Privacy, security experts urge delay of passenger screening system

By Sarah Lai Stirland

September 22, 2005

Congress should stop plans to do a live test of a controversial airline passenger screening system until the Department of Homeland Security's top official provides more details about how it works and the program's privacy policies, a panel of privacy and security experts said in a report to be published Monday.

The department's Transportation Security Administration has said it plans to conduct live tests at the end of the year of the next-generation airline passenger screening system known as Secure Flight.

The proposed system has come under fire both from privacy advocates and the Justice Department's inspector general, who released a critical report earlier this month.

The panel of nine security and privacy experts, which included Princeton University computer science professor Edward Felten and Bruce Schneier, founder of the Internet security firm Counterpane, said in the report that DHS Secretary Michael Chertoff should provide Congress with a signed, written statement on the goals of the project - goals that could only be changed on Chertoff's orders.
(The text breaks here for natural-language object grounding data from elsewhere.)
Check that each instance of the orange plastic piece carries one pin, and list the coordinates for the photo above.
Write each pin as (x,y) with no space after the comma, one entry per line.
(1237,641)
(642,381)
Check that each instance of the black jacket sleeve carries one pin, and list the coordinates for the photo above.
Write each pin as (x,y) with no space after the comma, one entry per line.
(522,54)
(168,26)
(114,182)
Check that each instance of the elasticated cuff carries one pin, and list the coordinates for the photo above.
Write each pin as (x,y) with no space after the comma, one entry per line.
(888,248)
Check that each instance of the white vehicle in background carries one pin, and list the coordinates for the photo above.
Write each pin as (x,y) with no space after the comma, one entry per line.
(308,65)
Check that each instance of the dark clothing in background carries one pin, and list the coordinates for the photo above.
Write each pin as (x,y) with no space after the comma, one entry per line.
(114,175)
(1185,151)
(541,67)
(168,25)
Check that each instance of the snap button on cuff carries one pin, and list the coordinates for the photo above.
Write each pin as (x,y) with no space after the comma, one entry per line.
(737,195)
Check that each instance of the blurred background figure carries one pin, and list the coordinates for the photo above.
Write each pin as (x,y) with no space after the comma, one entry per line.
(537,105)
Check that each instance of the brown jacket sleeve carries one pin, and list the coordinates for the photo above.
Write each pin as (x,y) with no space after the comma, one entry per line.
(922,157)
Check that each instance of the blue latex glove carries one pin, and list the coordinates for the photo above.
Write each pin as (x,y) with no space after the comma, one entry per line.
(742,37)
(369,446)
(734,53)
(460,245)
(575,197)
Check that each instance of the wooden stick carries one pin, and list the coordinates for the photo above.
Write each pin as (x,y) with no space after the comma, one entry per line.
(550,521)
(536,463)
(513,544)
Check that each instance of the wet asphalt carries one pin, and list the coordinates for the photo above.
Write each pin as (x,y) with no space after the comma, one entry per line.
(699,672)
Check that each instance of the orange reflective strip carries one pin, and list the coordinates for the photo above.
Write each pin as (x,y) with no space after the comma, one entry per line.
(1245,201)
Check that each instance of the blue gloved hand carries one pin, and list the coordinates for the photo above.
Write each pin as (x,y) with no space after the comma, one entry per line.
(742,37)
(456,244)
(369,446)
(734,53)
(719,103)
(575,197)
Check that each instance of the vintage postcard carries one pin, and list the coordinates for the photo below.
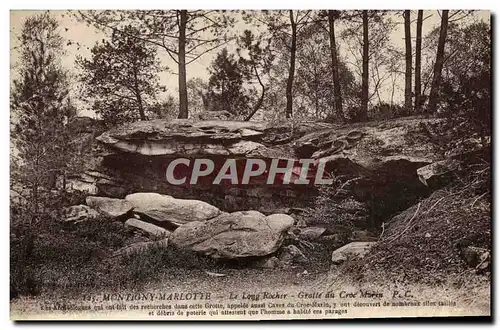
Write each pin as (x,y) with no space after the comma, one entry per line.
(250,165)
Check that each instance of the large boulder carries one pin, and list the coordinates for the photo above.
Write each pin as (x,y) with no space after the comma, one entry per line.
(165,208)
(135,157)
(234,235)
(109,207)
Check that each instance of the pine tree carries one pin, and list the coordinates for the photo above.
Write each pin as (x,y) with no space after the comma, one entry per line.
(225,85)
(122,78)
(40,110)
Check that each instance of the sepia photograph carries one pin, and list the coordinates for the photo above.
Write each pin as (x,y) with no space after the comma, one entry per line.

The department also should provide information on the technologies used in the Secure Flight program, how it works to achieve the stated goals, and what policies are in place to make sure that the stated goals are achieved. The panelists said they also want DHS to provide specifics on what information it collects about people, where the information comes from, how "it flows through the system," who has access to the information, and what the procedures are for its destruction.

"We believe live testing of Secure Flight should not commence until there has been adequate time to review, comment, and conduct a public debate on the additional documentation outlined above," said the report, a portion of which was obtained in advance by Technology Daily.

The report also provides recommendations on Secure Flight's future development in the areas of policy, regulatory and oversight structure, test uses of commercial data, the system's architecture, and the way it matches identities.

The report was discussed Thursday morning at a meeting convened by TSA's Aviation Security Advisory Committee (ASAC.) The committee is composed of aviation industry associations, consumer rights organizations and labor unions, which provide feedback on administration policies through written reports. The work of the panelists -- called the Secure Flight Working Group -- was conducted on behalf of ASAC at the request of the TSA last year.

ASAC members received the report last Monday, and were asked by TSA officials at the meeting to vote on sending the report back immediately for review at the DHS' privacy office.

While some of the members said they did not have a chance to review the information, the committee agreed to send the report back to the privacy office immediately. Committee member Paul Hudson, founder of the independent public interest group the Aviation Consumer Action Project, obtained permission to send written comments for the record within 15 days.

"I certainly don't support the actions recommended at the end of [the report]. They would essentially be turning over the combination of the safe ... to the terrorists," he said.